John Boyd, of The Boyd Company, said the study ranked the 29 cities using the same factors companies use during their site selection process.
“The report documents all geographically-variable operating costs like labor, taxes and utilities.” he said. “Quincy did very well for various reasons.”
One of those reasons is the area’s green, hydro-generated power, he said.
Low utility costs is a major site selection driver, said Boyd. Distribution centers with large power requirements, like climate-controlled warehouses, will be attracted to Grant County’s low power rates, he said.
“The industrial kilowatt cost in the Quincy region is less that 3 cents per kilowatt hour,” he said. “A company will pay five times that in Seattle and even more in California.”
Rising fuel and trucking costs are also driving companies to locate their distribution centers near intermodal rail facilities, said Boyd.
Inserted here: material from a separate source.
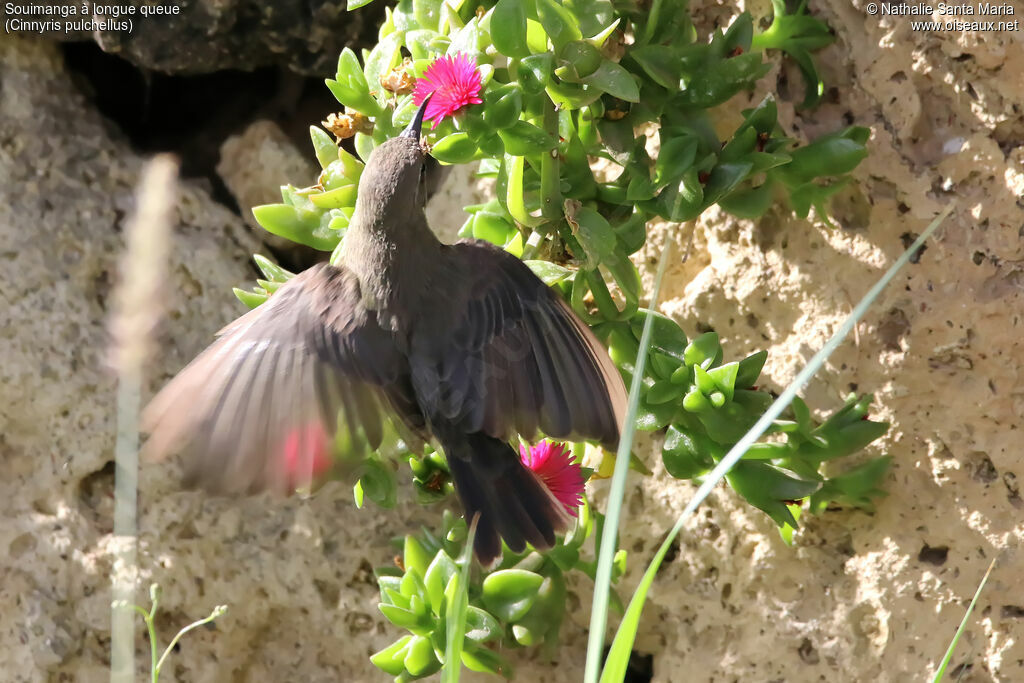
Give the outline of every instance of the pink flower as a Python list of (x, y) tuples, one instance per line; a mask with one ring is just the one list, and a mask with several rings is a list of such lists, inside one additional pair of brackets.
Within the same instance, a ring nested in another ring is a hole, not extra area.
[(541, 441), (526, 450), (519, 447), (519, 459), (540, 477), (565, 511), (575, 517), (583, 503), (583, 472), (564, 443)]
[(318, 422), (310, 422), (288, 432), (282, 458), (287, 486), (309, 486), (331, 469), (330, 445), (324, 428)]
[(454, 56), (439, 57), (427, 67), (423, 77), (416, 81), (412, 101), (418, 106), (432, 95), (423, 118), (433, 121), (431, 129), (434, 129), (446, 116), (483, 102), (479, 97), (482, 87), (480, 72), (473, 58), (459, 52)]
“One of the big picture trends here with respect to major distribution facilities is access to intermodal rail.” he said. “That is what companies are concerned about right now because of the cost of diesel.”
Over-the-road trucking costs are expected to increase by about 5.6 percent this year. Siting distribution centers near rail ramps is a good hedge against rising fuel prices, according to the study.
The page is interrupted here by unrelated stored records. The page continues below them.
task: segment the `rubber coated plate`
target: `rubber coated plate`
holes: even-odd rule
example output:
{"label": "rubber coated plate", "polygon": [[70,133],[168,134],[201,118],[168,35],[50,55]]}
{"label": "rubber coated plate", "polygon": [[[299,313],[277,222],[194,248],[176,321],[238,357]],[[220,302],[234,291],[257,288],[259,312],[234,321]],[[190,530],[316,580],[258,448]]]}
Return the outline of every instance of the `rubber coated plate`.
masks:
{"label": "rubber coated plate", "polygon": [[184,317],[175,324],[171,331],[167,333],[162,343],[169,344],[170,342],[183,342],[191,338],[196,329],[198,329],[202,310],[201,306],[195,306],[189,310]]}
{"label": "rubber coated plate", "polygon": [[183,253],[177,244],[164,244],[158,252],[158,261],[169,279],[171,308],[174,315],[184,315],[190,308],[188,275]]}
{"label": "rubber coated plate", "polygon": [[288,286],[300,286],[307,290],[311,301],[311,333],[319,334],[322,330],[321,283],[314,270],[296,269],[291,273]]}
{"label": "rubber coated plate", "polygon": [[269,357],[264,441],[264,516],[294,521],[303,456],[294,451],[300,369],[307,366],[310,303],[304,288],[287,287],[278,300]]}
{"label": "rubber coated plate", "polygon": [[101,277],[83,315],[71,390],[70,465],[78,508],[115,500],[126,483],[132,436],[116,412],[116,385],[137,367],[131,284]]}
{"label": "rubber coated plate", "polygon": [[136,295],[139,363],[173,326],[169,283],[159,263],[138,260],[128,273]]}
Boyd said companies are also placing a high value on access to intermodal rail because it will help them reduce their carbon footprint.
“One gallon of diesel translates into 400 miles of rail at 60 percent less CO2 emission,” he said. “Above and beyond capital savings, companies want to brand themselves as being green friendly.”
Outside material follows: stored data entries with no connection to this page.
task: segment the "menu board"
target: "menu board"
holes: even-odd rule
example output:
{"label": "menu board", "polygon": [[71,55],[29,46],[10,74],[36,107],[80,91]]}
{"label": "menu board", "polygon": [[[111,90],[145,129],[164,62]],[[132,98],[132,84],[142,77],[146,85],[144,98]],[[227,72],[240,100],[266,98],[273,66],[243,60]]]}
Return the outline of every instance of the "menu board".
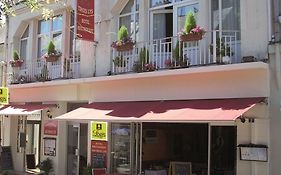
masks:
{"label": "menu board", "polygon": [[94,168],[106,168],[107,141],[92,140],[91,152],[92,166]]}
{"label": "menu board", "polygon": [[240,159],[266,162],[267,147],[240,146]]}
{"label": "menu board", "polygon": [[10,146],[2,146],[2,152],[0,157],[0,172],[4,170],[13,170],[12,151]]}

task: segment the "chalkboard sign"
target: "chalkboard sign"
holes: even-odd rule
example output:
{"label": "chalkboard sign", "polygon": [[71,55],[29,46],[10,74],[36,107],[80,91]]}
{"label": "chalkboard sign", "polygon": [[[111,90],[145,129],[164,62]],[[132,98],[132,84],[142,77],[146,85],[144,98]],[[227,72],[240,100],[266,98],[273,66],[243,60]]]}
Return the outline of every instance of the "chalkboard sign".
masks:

AS a result, Boyd said companies are no longer even considering markets that don’t have access to intermodal rail for distribution projects.
That’s good news for Quincy, since it is now a designated intermodal facility, he said.
“With Quincy now being an official intermodal terminal listed on the Burlington Northern (Burlington Northern Santa Fe Railway) map, it is now affording Quincy to be compared to other terminals,” said Boyd.
He said a handful of intermodal terminals have successfully marketed their facilities in the past year and a half.
Pet Smart opened a distribution center in Reno, and Amazon recently located in Indianapolis, said Boyd. Salt Lake City was able to attract Albertsons and Nestle, which are both climate-controlled warehouses, he said.
“All those projects are within minutes of an intermodal facility,” he said. “We’re projecting that to happen in Quincy.”
Boyd said communities used to be hesitant to allow companies to build distrubution centers.
“There was a ‘not in my backyard’ attitude, but today it’s completely different,” he said. “Communities like Quincy want to attract warehouses.”
Companies pay a large amount in property taxes for large warehouses, said Boyd.
Other revenue streams generated by warehouses include sales, utility, fuel and income taxes, according to the study.
Boyd also said there is potential for a company to expand their warehouse operations.
“Often the first footprint a company will make is a brick and mortar warehouse,” he said. “Then they might bring in a back office function and maybe a customer service center or call center.”